Aligning AI Technology with Dharma: Values, Culture, and Consciousness in the Age of Generative and Agentic AI
Across 107 countries surveyed by Tao et al. (2024), every major large language model most closely resembles the value profile of English-speaking Protestant European societies. India ranked among the least well represented populations of 1.4 billion. AI alignment is never value-neutral. The pre-training, fine-tuning, RLHF, and constitutional methods that produce contemporary models embed cultural assumptions at every stage, and those assumptions originate from a narrow civilisational source. Mohamed, Png, and Isaac (2020) name this pattern algorithmic coloniality, and the empirical record now supports the diagnosis.
This paper develops a Dharmic framework for AI alignment, working from Hindu, Buddhist, Jain, and Sikh primary sastric sources. The framework distinguishes thin alignment, which is rule-compliance verified by benchmarks, from thick alignment, which is contextual judgement adapted to Svadharma and capable of navigating cultural ambiguity. Satya names a foundational standard for AI truthfulness that exceeds benchmark-style hallucination scoring. Ahimsa extends the safety taxonomy to physical, epistemic, psychological, economic, cultural, and karmic dimensions. Karma provides a structured account of distributed responsibility for autonomous and agentic AI. Nishkama Karma contests engagement-maximisation as the default product objective. The Samkhya-Yoga classification of Sattva, Rajas, and Tamas yields a typology for evaluating AI systems, with most commercial AI sitting in the Rajasic register.

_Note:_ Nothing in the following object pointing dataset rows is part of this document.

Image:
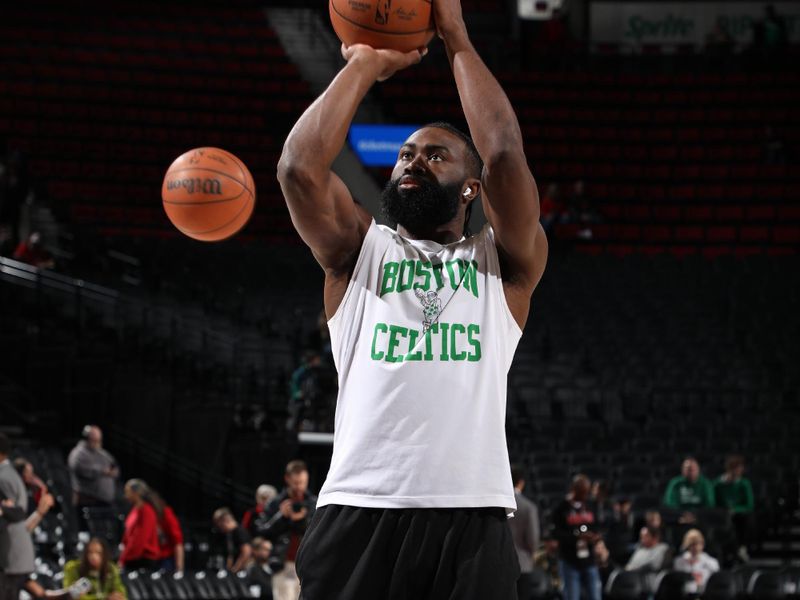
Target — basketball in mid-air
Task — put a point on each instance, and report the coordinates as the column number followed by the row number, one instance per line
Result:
column 208, row 194
column 402, row 25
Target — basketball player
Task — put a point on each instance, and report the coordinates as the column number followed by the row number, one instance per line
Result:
column 424, row 323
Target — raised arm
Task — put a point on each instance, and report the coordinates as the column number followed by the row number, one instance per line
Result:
column 321, row 207
column 510, row 198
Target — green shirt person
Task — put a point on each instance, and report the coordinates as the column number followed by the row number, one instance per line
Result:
column 97, row 567
column 690, row 490
column 732, row 489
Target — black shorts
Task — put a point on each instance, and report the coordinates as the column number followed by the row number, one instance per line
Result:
column 351, row 553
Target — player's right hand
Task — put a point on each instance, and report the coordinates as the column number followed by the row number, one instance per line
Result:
column 387, row 62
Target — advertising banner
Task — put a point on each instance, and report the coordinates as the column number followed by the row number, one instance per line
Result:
column 377, row 145
column 685, row 22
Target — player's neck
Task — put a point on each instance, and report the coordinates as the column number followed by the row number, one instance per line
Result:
column 443, row 234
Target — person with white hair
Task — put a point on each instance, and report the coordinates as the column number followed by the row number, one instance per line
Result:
column 264, row 495
column 693, row 560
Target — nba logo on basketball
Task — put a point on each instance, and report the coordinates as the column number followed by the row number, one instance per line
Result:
column 382, row 12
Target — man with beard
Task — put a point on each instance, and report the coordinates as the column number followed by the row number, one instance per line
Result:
column 424, row 322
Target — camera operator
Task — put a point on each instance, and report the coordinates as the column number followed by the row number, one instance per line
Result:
column 284, row 522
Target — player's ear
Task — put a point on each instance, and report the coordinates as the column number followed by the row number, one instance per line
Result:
column 470, row 190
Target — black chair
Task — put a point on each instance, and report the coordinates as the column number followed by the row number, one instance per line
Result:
column 136, row 589
column 675, row 585
column 722, row 585
column 766, row 585
column 625, row 585
column 791, row 582
column 541, row 586
column 744, row 574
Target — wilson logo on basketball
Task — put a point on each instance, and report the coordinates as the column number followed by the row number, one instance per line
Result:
column 206, row 186
column 382, row 12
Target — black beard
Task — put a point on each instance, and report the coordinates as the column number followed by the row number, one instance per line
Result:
column 422, row 209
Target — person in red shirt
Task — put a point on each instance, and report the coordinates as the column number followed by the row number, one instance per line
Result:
column 140, row 547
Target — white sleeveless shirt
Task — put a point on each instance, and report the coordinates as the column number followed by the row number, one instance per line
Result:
column 422, row 341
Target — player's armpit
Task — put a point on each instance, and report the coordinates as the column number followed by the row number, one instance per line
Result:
column 324, row 213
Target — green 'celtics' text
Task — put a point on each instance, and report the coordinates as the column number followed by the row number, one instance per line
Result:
column 442, row 342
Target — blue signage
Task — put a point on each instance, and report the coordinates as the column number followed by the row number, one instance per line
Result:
column 378, row 145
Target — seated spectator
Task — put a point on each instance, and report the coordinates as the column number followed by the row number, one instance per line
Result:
column 233, row 542
column 36, row 487
column 546, row 558
column 525, row 531
column 693, row 560
column 9, row 512
column 93, row 472
column 140, row 545
column 170, row 534
column 264, row 495
column 689, row 491
column 734, row 492
column 32, row 251
column 604, row 560
column 602, row 505
column 288, row 517
column 95, row 565
column 263, row 567
column 575, row 526
column 619, row 530
column 650, row 556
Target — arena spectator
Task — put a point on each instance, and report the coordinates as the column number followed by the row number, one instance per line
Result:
column 140, row 544
column 525, row 531
column 16, row 543
column 604, row 561
column 689, row 491
column 35, row 486
column 93, row 471
column 96, row 566
column 602, row 506
column 719, row 41
column 263, row 568
column 734, row 492
column 770, row 33
column 233, row 542
column 546, row 558
column 264, row 494
column 306, row 392
column 693, row 560
column 9, row 513
column 575, row 523
column 170, row 534
column 288, row 516
column 33, row 252
column 650, row 556
column 619, row 530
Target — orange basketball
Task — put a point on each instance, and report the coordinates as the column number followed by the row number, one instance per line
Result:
column 402, row 25
column 208, row 194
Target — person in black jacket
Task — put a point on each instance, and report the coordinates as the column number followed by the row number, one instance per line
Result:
column 284, row 522
column 575, row 525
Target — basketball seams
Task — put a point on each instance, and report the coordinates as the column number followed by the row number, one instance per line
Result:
column 245, row 171
column 223, row 173
column 373, row 29
column 247, row 203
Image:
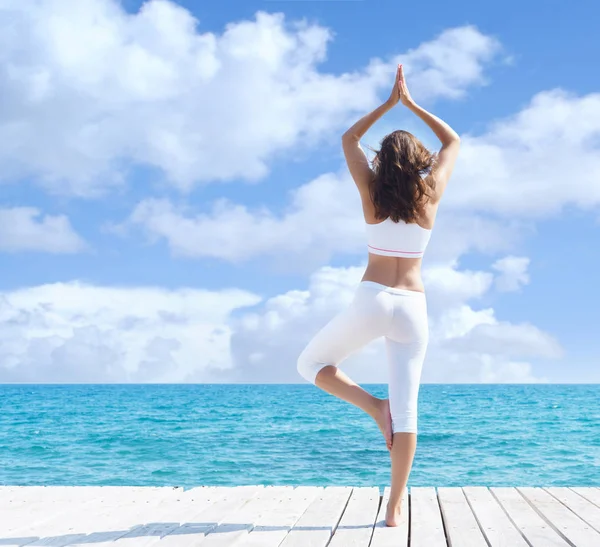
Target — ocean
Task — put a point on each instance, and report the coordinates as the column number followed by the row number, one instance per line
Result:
column 228, row 435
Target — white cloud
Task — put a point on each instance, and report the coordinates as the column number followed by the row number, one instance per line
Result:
column 535, row 163
column 89, row 89
column 323, row 219
column 466, row 344
column 519, row 168
column 25, row 229
column 513, row 270
column 72, row 332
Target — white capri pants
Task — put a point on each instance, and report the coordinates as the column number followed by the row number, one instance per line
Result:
column 377, row 310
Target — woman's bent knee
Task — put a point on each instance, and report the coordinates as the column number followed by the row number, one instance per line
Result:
column 308, row 368
column 404, row 422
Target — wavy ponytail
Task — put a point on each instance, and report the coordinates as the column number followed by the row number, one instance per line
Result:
column 401, row 186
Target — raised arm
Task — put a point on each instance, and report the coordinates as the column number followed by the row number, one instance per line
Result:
column 448, row 137
column 357, row 162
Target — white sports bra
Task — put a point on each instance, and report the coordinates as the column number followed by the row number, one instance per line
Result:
column 389, row 238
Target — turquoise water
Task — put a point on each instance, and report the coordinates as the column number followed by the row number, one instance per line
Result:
column 226, row 435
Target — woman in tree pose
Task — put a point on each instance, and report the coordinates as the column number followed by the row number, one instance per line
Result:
column 400, row 196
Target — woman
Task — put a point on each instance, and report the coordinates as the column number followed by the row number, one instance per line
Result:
column 400, row 196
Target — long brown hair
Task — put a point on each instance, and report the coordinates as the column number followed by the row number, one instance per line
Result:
column 401, row 186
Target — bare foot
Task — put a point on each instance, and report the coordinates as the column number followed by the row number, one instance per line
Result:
column 384, row 420
column 392, row 515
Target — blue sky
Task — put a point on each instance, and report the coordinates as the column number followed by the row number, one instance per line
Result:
column 142, row 134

A three-layer alignment architecture follows. Niyama corresponds to written rules and constitutional principles. Sadhana corresponds to the alignment training pipeline understood as disciplined practice. Viveka covers interpretability, evaluation, and ongoing discernment. The paper proposes Technological Swaraj as the orienting goal for Indian AI governance and identifies four contributions Indian institutions must build: cultural value benchmarks for Bharatiya contexts, Dharmic constitutional AI principles, multilingual training corpora across the twenty-two scheduled languages, and a sustained Darshana-AI research programme.